Según la descripción de Pamela, hermana de Walter, “las más chicas pasan por abajo de la puerta del galpón. A las
más grandes las vemos descolgarse desde las ventanas. Enroscan sus colas en los alambres y bajan con una velocidad
increíble”. “Yo salgo todas las noches a comer mi ensalada de fruta a la puerta de mi casa –comentó Walter– y siempre
las veo ahí.” Nadie en la cuadra de Pergamino al 3200 alcanza a coincidir una explicación al fenómeno. Si Roberto
sostiene la hipótesis de que el galpón quedó vacío de semillas, otros confirman que está lleno y que en realidad, lo que
ocurrió es que el nido creció en forma desmesurada. Mirta adhiere a esta última posibilidad: “No las veíamos hasta
que empezaron a multiplicarse”, aseguró a Página/12, en la puerta de su casa, mientras con el índice señalaba al
umbral de una vecina. Sobre el escalón de mármol, manchas de sangre eran huellas evidentes de un combate feroz la
noche del martes.
Sobre el portón y las paredes del galpón, aparecía un grafitti: “Fuera ratas y también el dueño”. Firmado: “Yo”. A
pocos metros, los cuerpos deseis ratas de diferentes tamaños se exponían como trofeos en su último destino, un cesto.
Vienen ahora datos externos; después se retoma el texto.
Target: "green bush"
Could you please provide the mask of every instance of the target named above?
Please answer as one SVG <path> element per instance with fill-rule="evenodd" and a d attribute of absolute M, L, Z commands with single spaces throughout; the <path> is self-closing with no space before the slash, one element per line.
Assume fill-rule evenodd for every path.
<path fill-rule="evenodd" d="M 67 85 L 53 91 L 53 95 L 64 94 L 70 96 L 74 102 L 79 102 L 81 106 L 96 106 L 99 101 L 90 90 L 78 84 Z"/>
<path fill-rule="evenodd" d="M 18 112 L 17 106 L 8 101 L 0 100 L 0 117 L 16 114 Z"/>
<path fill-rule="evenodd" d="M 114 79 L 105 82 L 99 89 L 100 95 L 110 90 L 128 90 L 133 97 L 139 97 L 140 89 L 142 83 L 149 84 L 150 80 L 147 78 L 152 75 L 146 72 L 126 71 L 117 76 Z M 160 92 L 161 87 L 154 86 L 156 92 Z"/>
Es cierto que no excedían el tamaño normal de los habituales roedores urbanos, pero entre los susurros de los vecinos
flotaba la sombra desmesurada de Satarsa: “Esas son las chiquitas”, reflexionó el pequeño Walter y varios asintieron
en silencio.
“Preparamos un pollo para Navidad, y lo dejamos en la mesa del patio, y una rata saltó de arriba y se lo empezó a
comer”, se quejó Cristian, de 25 años. Sergio Levy, en cambio, tenía otra historia que contar: “A mi tía le pasó una rata
por encima mientras dormía, y a una vecina, se le apareció una mientras bañaba a su hijita de tres años”. “Yo vivo al
lado del galpón”, aseguró a este diario Daniel Martini, subsecretario de Relaciones Políticas e Institucionales porteño.
“Mi esposa vio una en el fondo de casa.” Ayer, una comisión de inspectores de Control Ambiental de la ciudad verificó
la presencia de los roedores e inició el proceso de desratización, según informó el director del sector, Diego Martínez.
“‘Quedate tranquila, Ramona’ –se oyó a Ramona, desde un banquito–, me dijo Jorge, el dueño de la empresa. ‘No me
voy de aquí hasta que se vaya la última rata’.” Jorge es Amore, pero ayer por la tarde no estaba allí y según los
vecinos, Satarsa y sus secuaces aún permanecían dentro.